The azodifluoromethylation protocol was less efficient than azotrifluoromethylation, but still showed good substrate scope and functional group compatibility. As illustrated in Scheme 4, monosubstituted (7a, 7l), disubstituted (7b-7j) and trisubstituted alkenes (7k) were amenable substrates. A wide range of functional groups such as esters (7a-7b, 7j, 7l), ethers (7c-7h), nitro (7e), nitrile (7d), aldehyde (7h), ketone (7f), sulfonamide (7i), alcohol (7k), and alkyne (7j) were compatible with our protocol. We also applied this protocol to the late-stage azodifluoromethylation of a natural product (7k) and a biologically active molecule derivative (7l). Both compounds afforded the corresponding azodifluoromethylation products in acceptable yields.

Scheme 4.

Substrates Scope of Azodifluoromethylation of Alkene Using Various Alkenes^{a,b a}Reaction Conditions: A solution of diazonium salt (2 equiv) in 200 uL mixed solvent (MeCN/H₂O = 3/1) was added dropwise to the mixture of alkene (0.2 mmol), KOAc (0.5 equiv) and 6 (2 equiv) in 200 uL mixed solvent (MeCN/H₂O = 3/1) at −10 °C, then the reaction was stirred at rt for 1h. ^bIsolated yield. ^c Diastereomeric ratios were determined by ¹⁹F NMR analysis of the crude mixture.

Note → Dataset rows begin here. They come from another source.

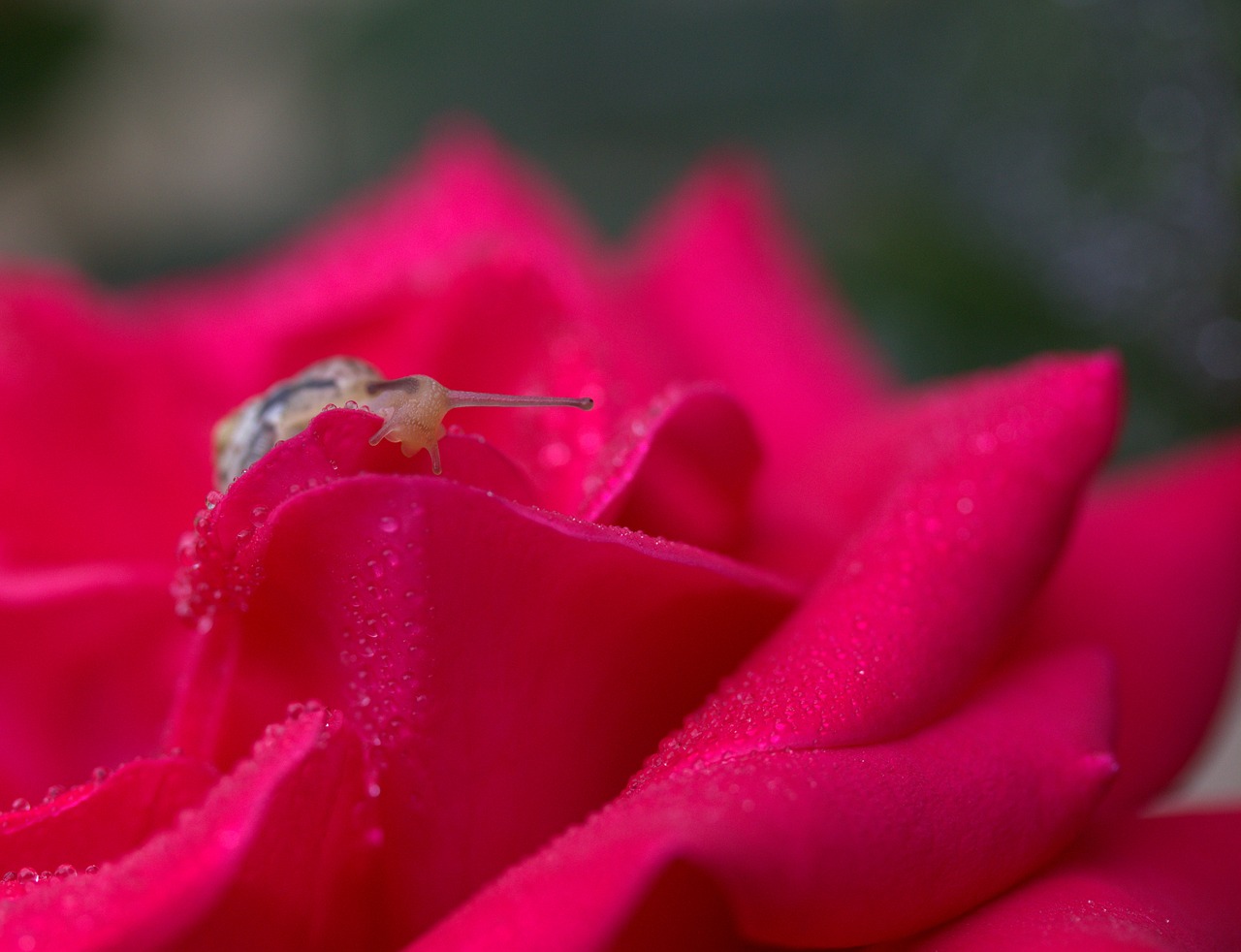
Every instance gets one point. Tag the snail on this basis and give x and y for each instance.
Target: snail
(412, 407)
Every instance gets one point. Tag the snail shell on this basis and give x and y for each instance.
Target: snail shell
(412, 408)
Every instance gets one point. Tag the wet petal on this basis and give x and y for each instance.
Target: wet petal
(468, 638)
(683, 469)
(828, 846)
(238, 872)
(1166, 882)
(717, 289)
(1152, 574)
(101, 820)
(922, 598)
(91, 656)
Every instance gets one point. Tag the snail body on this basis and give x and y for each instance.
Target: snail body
(412, 407)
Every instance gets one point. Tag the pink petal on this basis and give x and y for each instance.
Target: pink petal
(921, 600)
(1152, 574)
(726, 295)
(1166, 882)
(91, 654)
(682, 470)
(464, 266)
(828, 846)
(106, 416)
(483, 650)
(102, 820)
(718, 291)
(239, 872)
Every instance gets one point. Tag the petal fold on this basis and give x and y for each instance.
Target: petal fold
(239, 872)
(829, 848)
(1152, 574)
(91, 656)
(465, 637)
(1161, 882)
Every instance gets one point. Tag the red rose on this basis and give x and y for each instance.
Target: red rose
(761, 650)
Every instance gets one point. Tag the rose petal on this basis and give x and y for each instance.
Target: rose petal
(101, 467)
(717, 289)
(470, 638)
(1166, 882)
(1152, 574)
(102, 820)
(683, 470)
(464, 266)
(91, 656)
(829, 846)
(921, 600)
(239, 871)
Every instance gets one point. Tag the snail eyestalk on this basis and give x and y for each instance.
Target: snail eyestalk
(413, 410)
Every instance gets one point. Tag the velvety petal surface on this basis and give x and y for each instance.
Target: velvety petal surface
(1153, 574)
(717, 291)
(820, 846)
(508, 668)
(921, 600)
(91, 658)
(103, 424)
(1165, 882)
(97, 822)
(238, 872)
(683, 469)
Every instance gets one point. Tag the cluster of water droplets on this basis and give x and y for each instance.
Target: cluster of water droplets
(27, 875)
(65, 871)
(384, 636)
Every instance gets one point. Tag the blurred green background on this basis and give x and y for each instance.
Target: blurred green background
(984, 180)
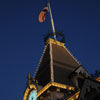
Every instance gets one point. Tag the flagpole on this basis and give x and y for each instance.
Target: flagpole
(52, 22)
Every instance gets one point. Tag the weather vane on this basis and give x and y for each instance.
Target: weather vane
(42, 16)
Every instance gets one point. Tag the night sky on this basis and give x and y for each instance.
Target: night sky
(22, 44)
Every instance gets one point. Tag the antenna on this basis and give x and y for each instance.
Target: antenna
(52, 22)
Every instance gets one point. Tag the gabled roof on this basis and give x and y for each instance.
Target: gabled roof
(56, 64)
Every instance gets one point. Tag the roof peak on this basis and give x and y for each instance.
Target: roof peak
(53, 41)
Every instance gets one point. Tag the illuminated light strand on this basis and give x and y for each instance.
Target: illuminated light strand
(56, 85)
(31, 86)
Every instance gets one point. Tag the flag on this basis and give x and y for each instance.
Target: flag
(42, 14)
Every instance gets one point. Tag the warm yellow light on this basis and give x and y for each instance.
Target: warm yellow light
(75, 96)
(56, 85)
(31, 86)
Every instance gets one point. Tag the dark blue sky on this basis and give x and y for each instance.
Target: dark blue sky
(21, 38)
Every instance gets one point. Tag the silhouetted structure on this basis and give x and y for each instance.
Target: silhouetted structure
(60, 76)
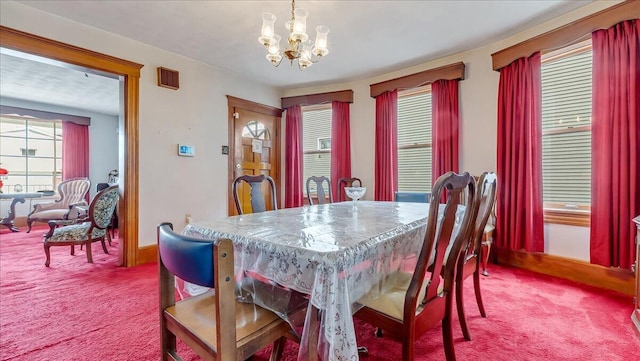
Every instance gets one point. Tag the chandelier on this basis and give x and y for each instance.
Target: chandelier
(301, 48)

To gain more insight into the reaction mechanism, we added TEMPO, a radical scavenger, to the reaction mixture (Scheme 5). As expected, the reaction led to a trace amount of the product (<2%), and TEMPO-CF₃ was observed (8%), which indicated a radical pathway. We postulated a mechanism initiated by the homolysis of the initially formed diazoacetate A (Scheme 6).^50,52 The resulting acetyloxy radical oxidizes the Langlois’ reagent and delivers the trifluoromethyl radical and acetate. The addition of the CF₃ radical to an alkene affords the β-CF_3-substituted radical intermediate C, SET reduction of cation radical D by NaSO₂CF₃ affords product 4 and the CF₃ radical, which could initiate the radical chain propagation (pathway I).^46,52,66 Alternatively, the trapping of the intermediate C by diazoacetate A (pathway II) could provide the azofluoromethylation product 4 and the acetyloxy radical. The resulting acetyloxy radical oxidizes the Langlois’ reagent and delivers the trifluoromethyl radical and acetate. The highly regioselective formation of the terminal fluoromethylated product implied that the addition of the CF₃ radical occurred first as it delivered a more stable β-CF₃-substituted radical intermediate.

Scheme 5.

Control Experiments

Scheme 6.

Plausible Mechanism for the Azotrifluoromethylation of Alkenes

In summary, we have developed a base-induced three-component radical azo-tri(di)-fluoromethylation of alkenes under mild conditions, using easily accessible diazonium salts and commercially available, inexpensive CF₃SO₂Na/CF₂HSO₂Na. This transition metal-free protocol is operationally simple, avoids the use of external stoichiometric chemical oxidants, and exhibits a broad substrate scope for the difunctionalization of a broad range of alkenes.